Sufficiency, ancillarity, and all that

\(\leftarrow\) Back to Chapters

A few questions.

  1. Does there exist an “antisymmetric kernel theory” akin to that of RKHS theory? I.e. when is an antisymmetric function \(K(\theta, \theta')\) given by applying \(\phi:\Theta \to V\) to \(\theta\) and \(\theta'\) and then evaluating antisymmetric bilinear form \(\omega\) on the images, i.e. \(K(\theta, \theta')=\omega(\phi(\theta), \phi(\theta'))\).

  2. Is 8.6 of that form?

  3. Is that of use for anything?

Random things about Fisher information.

We assume various regularity conditions.

  1. If \(p_\theta(x)\) is a family of probability distributions,

\(E[\frac{\partial\log p_\theta}{\partial \theta_i}]=\int \frac{\partial p_\theta}{\partial \theta_i} \frac{1}{p_\theta} p_\theta d x=\int \frac{\partial p_\theta}{\partial \theta_i} dx=\frac{\partial }{\partial \theta_i} \int p_\theta dx=0\)

  1. We define \(I(\theta)=E[\frac{\partial \log p(x|\theta) }{\partial \theta_i }\frac{\partial \log p(x|\theta) }{\partial \theta_j}]\) to be the covariance of the derivative of score function.

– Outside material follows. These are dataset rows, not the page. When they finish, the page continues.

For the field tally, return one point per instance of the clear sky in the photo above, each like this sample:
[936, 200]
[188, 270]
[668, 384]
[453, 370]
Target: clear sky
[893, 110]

Then under some regularity conditions,

\[I(\theta)=-E[\frac{\partial \log p(x|\theta) }{\partial \theta_i \partial \theta_j}],\] minus the Hessian of the score.

Proof: Abusing notation by writing \(f_i(\theta)=\frac{\partial f}{\partial \theta_i}\) and \(p\) for \(p(x|\theta)\) we have

\((\log p)_i=\frac{p_i}{p}\),

\((\log p)_{ij}=\left(\frac{p_i}{p}\right)_j=\frac{p_{ij}}{p}-\frac{p_i p_j}{p^2}=\frac{p_{ij}}{p}-(\log p)_i (\log p)_j\)

So we just need to show that \(E[\frac{p_{ij}}{p}]=0.\) This is similar to the previous item. Here goes:

\(\int_X \frac{p_{ij}}{p} p d x=\int_X p_{ij} d x=(\int_X p dx )_{ij}=1_{ij} =0\)

  1. From Wikipedia: Suppose \(X\) has pdf \(f_\theta(X)\) , and \(T=T(X)\) of \(\theta\) has pdf \(g_\theta(T)\). Let \(I(\theta)\) be the Fisher information of \(f_\theta\) and \(J(\theta)\) be the Fisher information of \(g_\theta\). Then \(I(\theta)\geq J(\theta)\) (meaning difference is positive semidefinite) with equality if and only if \(T\) is sufficient.

Proof:

Write

\(f_\theta(X)=p_\theta(X|T)g_\theta(T)\)

\((\log f_\theta (X))_i = (\log p_\theta(X|T))_i +(\log g_\theta(T))_i\)

By the factorization theorem, \(T\) is sufficient precisely when \(p_\theta(X|T)\) is constant (in \(\theta\)) i.e. the first term of the right hand side is zero. In that case the two Fisher information matrices are indeed identical. The result we are after follows from the fact that the two terms on the right hand side are uncorrelated. Since they have zero mean (by the 0th item), we covariance is expectation of product. We compute by conditioning on \(T\) and using item 0 again:

\[E_X[(\log p_\theta(X|T))_i (\log g_\theta(T))_j] =\]

\[E_T[E_{X|T}[(\log p_\theta(X|T))_i (\log g_\theta(T))_j]]\]

\[E_T[ (\log g_\theta(T))_j E_{X|T}[(\log p_\theta(X|T))_i] ]\]

\[E_T[ (\log g_\theta(T))_j 0]=0 \]

as wanted.

Remark: This last computation is related to the one in Chain rule for mutual information.

Section 8.10.1

This line of reasoning about “disjunction of elementary ‘atomic’ propositions” seems equally inappropriate as a criticism of either Bayesean or frequentist probability, as long as one keeps in mind distinction between events (which have probabilities, but are often not ‘atomic’), and outcomes (which are ‘atomic’, but often have no probability). See section 8.11 instead.

Section 8.12.4

This is exactly the wrong example to complain about “isolated clever tricks” – setting up and analysing a Markov chain is a fairly general method to solve similar probability problems, well connected to other key areas of probability theory. This serves as an ironic illustration of a deeper point - many clever tricks when well understood become powerful methods, much more powerful indeed than straightforward but uninspiring computations.

There is less disagreement here than may at first appear. I’m all for “general mathematical techniques which will work not only on our present problem, but on hundreds of others”; it’s just that your current “general technique” may solve a given problem, but not explain what is going on in it (Paul Zeitz calls this “How vs. Why”). A clever trick may lead you to a better general theory, closer to answering the “why” question — as indeed the Peter and Paul coin tossing example illustrates. So, no to gamesmanship, yes to bringing the game to the next level.